Fidelity slashes the value of its Twitter stake by more than half • businessroundups.org

Fidelity, which was among the group of outside investors that helped Elon Musk finance his $44 billion acquisition of Twitter, has cut the value of its stake in Twitter by 56%. The recalculation comes as Twitter navigates a number of challenges, most of them due to chaotic management decisions, including an exodus of advertisers from the network.

Fidelity’s Blue Chip Growth Fund stake in Twitter was valued at approximately $8.63 million as of November, according to a monthly disclosure and Fidelity Contrafund notice. reported today by Axios. That’s less than $19.66 million at the end of October.

Macroeconomic trends are likely to be partly to blame. Stripe took a 28% internal valuation cut in July, while Instacart reportedly took a 75% valuation cut this week.

But Twitter’s post-Musk slack policies clearly haven’t helped matters.

The network has become less stable on a technical level lately, suffering outages on Wednesday after Musk made “significant” changes to the backend server architecture. Twitter recently laid off employees in its public policy and engineering department, disbanding the group responsible for reviewing content moderation and human rights-related issues, such as suicide prevention. And the company drew the ire of regulators after banning — and then swiftly reinstating — accounts of prominent journalists.

On the other hand, as Axios business editor Dan Primack rightly pointed out in a tweet, Fidelity seems to rely heavily on public market performance when it comes to valuations. It is quite possible that the company has no inside information about Twitter’s financial performance.
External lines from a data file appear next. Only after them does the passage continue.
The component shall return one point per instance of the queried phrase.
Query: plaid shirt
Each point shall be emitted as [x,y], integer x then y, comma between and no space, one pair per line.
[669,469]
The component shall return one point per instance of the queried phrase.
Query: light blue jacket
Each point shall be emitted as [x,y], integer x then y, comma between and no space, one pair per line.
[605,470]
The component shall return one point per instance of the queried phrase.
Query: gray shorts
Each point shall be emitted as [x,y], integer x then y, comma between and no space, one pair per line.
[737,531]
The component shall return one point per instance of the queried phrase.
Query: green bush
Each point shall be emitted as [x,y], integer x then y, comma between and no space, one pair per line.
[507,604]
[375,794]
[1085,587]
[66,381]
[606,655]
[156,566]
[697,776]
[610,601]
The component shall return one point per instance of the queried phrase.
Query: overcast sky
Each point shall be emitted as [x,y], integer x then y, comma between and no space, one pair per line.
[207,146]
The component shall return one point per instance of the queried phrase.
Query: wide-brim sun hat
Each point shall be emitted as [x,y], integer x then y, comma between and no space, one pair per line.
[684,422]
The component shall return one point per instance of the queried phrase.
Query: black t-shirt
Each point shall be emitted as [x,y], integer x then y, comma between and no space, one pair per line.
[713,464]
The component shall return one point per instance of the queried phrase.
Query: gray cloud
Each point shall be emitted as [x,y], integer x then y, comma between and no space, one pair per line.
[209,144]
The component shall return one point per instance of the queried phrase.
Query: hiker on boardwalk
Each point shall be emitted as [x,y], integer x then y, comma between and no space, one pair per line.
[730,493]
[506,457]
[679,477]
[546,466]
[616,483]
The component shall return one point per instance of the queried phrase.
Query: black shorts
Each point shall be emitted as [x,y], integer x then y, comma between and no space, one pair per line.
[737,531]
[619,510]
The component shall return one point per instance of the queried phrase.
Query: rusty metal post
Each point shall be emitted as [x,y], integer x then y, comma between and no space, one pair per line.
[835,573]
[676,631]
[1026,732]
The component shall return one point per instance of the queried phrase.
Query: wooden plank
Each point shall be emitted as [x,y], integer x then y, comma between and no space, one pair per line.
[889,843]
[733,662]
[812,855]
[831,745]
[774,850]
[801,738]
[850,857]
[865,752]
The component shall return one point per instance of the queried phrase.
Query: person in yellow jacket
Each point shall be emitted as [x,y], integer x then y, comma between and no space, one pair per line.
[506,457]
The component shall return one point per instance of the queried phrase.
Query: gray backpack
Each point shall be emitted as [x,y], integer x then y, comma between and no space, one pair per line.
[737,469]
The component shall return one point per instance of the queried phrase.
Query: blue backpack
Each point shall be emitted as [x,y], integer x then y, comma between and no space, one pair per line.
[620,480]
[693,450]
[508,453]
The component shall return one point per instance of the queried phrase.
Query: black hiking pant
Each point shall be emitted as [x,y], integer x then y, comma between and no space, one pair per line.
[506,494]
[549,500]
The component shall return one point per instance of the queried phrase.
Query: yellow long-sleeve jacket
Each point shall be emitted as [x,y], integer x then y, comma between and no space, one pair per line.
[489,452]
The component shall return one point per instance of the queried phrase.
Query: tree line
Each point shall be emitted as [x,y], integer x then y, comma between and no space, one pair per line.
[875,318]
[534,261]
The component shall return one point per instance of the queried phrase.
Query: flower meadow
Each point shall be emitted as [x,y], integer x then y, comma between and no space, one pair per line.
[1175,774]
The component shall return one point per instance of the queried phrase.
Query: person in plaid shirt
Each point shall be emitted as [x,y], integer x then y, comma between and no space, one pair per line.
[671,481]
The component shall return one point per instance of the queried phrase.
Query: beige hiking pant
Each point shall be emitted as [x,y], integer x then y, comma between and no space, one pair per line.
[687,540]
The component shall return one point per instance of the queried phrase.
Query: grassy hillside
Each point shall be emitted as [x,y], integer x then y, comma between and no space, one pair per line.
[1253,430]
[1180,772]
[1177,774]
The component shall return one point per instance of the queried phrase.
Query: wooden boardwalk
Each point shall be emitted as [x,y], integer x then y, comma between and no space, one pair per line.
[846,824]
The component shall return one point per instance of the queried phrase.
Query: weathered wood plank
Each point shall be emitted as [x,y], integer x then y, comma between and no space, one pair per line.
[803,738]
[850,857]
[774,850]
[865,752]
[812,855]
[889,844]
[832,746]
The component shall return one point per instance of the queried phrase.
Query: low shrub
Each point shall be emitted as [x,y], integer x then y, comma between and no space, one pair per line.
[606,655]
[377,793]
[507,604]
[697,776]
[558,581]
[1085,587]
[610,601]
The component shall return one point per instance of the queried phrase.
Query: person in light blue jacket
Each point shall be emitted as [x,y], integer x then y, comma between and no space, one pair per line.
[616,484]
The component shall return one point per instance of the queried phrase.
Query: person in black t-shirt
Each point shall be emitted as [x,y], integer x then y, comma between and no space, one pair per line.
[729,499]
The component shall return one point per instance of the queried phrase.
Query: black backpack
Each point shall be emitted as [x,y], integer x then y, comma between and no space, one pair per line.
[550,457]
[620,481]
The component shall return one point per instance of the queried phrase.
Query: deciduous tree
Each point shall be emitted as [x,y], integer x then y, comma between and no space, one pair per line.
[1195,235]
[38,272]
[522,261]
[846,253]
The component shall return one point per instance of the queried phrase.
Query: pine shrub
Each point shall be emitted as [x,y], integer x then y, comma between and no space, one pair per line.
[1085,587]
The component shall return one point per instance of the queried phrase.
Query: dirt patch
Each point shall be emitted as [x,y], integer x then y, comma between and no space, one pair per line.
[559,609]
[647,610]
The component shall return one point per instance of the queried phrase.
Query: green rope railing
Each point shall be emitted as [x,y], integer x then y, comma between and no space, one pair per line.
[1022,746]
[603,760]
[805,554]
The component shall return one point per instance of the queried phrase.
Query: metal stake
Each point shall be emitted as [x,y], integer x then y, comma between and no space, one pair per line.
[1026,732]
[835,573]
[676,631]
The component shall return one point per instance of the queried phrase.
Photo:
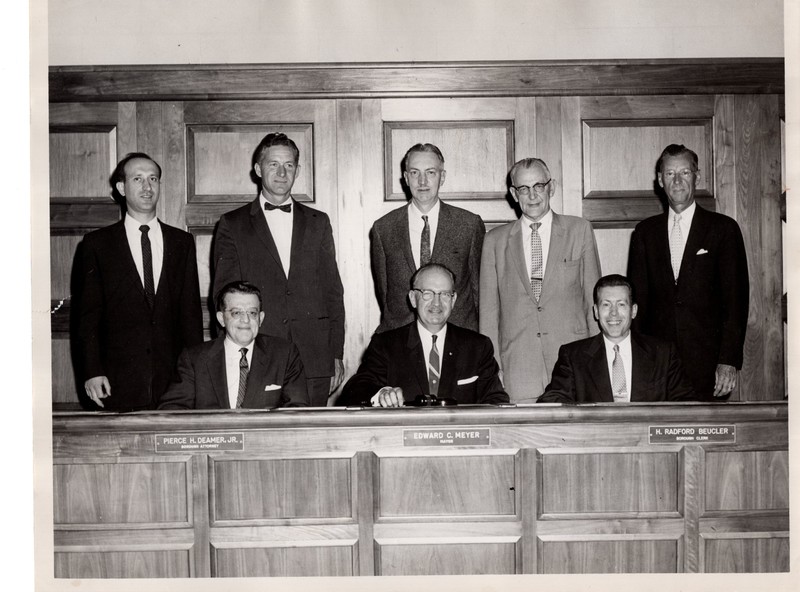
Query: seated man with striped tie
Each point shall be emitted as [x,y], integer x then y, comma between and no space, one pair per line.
[239,369]
[427,357]
[618,365]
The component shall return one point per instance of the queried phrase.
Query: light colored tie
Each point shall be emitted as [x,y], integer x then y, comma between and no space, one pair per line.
[676,246]
[536,260]
[618,378]
[425,244]
[433,369]
[243,370]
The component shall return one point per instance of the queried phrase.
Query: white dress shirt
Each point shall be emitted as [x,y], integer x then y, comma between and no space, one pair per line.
[280,225]
[416,224]
[685,223]
[627,360]
[544,233]
[134,236]
[232,357]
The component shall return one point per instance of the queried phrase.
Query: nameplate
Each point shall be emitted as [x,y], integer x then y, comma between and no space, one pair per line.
[690,433]
[468,437]
[182,442]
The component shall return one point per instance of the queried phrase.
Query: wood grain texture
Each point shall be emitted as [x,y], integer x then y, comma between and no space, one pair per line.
[587,557]
[589,483]
[429,486]
[586,77]
[451,559]
[747,480]
[144,493]
[292,488]
[748,555]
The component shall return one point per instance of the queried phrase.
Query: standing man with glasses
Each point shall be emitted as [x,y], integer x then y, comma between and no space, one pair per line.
[424,231]
[286,249]
[689,269]
[137,296]
[240,369]
[428,356]
[537,277]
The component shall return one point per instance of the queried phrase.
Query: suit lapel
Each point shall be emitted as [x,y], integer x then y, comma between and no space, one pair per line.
[516,254]
[218,372]
[598,369]
[642,371]
[261,229]
[414,345]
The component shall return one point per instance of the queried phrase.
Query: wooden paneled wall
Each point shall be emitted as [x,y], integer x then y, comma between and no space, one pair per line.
[600,126]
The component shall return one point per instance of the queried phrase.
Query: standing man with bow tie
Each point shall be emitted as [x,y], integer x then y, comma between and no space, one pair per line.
[138,298]
[286,249]
[689,269]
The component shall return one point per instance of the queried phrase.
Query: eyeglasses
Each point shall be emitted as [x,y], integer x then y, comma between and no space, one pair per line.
[538,188]
[427,295]
[243,315]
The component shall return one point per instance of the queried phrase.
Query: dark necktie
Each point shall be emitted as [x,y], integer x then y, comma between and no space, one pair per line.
[618,378]
[147,266]
[425,244]
[536,260]
[243,369]
[433,369]
[287,207]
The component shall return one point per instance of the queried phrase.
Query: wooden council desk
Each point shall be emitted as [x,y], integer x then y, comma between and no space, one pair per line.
[475,490]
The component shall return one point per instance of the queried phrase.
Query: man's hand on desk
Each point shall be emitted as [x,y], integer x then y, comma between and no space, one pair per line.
[388,396]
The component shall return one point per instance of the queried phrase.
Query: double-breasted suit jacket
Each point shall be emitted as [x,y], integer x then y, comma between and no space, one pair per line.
[526,334]
[581,373]
[119,336]
[275,378]
[458,244]
[305,308]
[705,312]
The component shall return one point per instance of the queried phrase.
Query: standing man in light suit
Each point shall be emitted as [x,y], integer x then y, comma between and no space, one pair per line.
[691,279]
[286,249]
[537,277]
[426,230]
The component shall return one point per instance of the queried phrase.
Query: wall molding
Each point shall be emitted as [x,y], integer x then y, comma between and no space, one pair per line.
[424,79]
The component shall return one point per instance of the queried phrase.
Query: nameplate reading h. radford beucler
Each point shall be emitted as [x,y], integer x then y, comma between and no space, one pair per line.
[684,434]
[448,437]
[199,441]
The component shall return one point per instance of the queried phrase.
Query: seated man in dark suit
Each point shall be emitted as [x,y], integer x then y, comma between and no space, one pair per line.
[428,356]
[240,369]
[618,365]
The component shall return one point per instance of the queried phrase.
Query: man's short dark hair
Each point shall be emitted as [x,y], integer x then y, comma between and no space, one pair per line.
[275,139]
[118,176]
[676,150]
[614,280]
[431,266]
[238,287]
[526,163]
[432,148]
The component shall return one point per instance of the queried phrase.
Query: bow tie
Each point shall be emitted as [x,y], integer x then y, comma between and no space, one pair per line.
[287,207]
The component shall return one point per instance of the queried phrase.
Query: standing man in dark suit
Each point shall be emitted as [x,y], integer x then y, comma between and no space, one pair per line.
[428,356]
[286,249]
[240,369]
[537,276]
[689,269]
[139,299]
[424,231]
[619,365]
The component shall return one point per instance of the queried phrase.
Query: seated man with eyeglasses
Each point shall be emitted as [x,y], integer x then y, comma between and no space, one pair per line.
[429,358]
[241,369]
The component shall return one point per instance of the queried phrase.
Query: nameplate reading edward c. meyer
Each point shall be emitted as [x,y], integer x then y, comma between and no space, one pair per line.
[682,434]
[199,441]
[448,437]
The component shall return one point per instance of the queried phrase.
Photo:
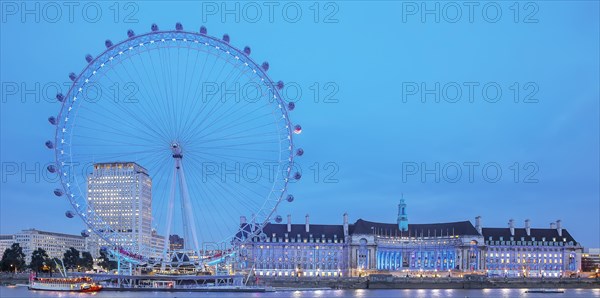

Cutbacks at Twitter are in full swing as the company approaches $1 billion in interest payments due on $13 billion in debt, while revenues fall. A November report from Media Matters for America estimated that half of Twitter’s top 100 advertisers, who collectively spent nearly $750 million on Twitter ads this year, appear to no longer advertise on the website. Twitter is pushing its Twitter Blue plan heavily, aiming to turn it into a bigger profit engine. But third party tracking data suggest that it starts slowly.

Some Twitter employees are bringing their own toilet paper to work after the company cuts cleaning services, the New York Times recently reportedand Twitter has stopped paying rent for several of its offices, including its San Francisco headquarters.

Musk has spent the past few weeks trying to cut about $500 million in costs not related to labor by closing a data center and launching a sale after auctioning office supplies in an effort to recoup costs, according to the aforementioned Times report. to deserve.

Separately, Musk’s team has reaches to investors for potential new investment for Twitter at the same price as the original $44 billion acquisition, according to to The Wall Street Journal.

A poll by Musk asking whether he should step down as head of the company closed on Dec. 19 with users voting en masse for his departure. Musk responded several days later, saying he would step down as CEO “as soon as [he found] someone foolish enough to take the job” and then “just run the software and server teams”.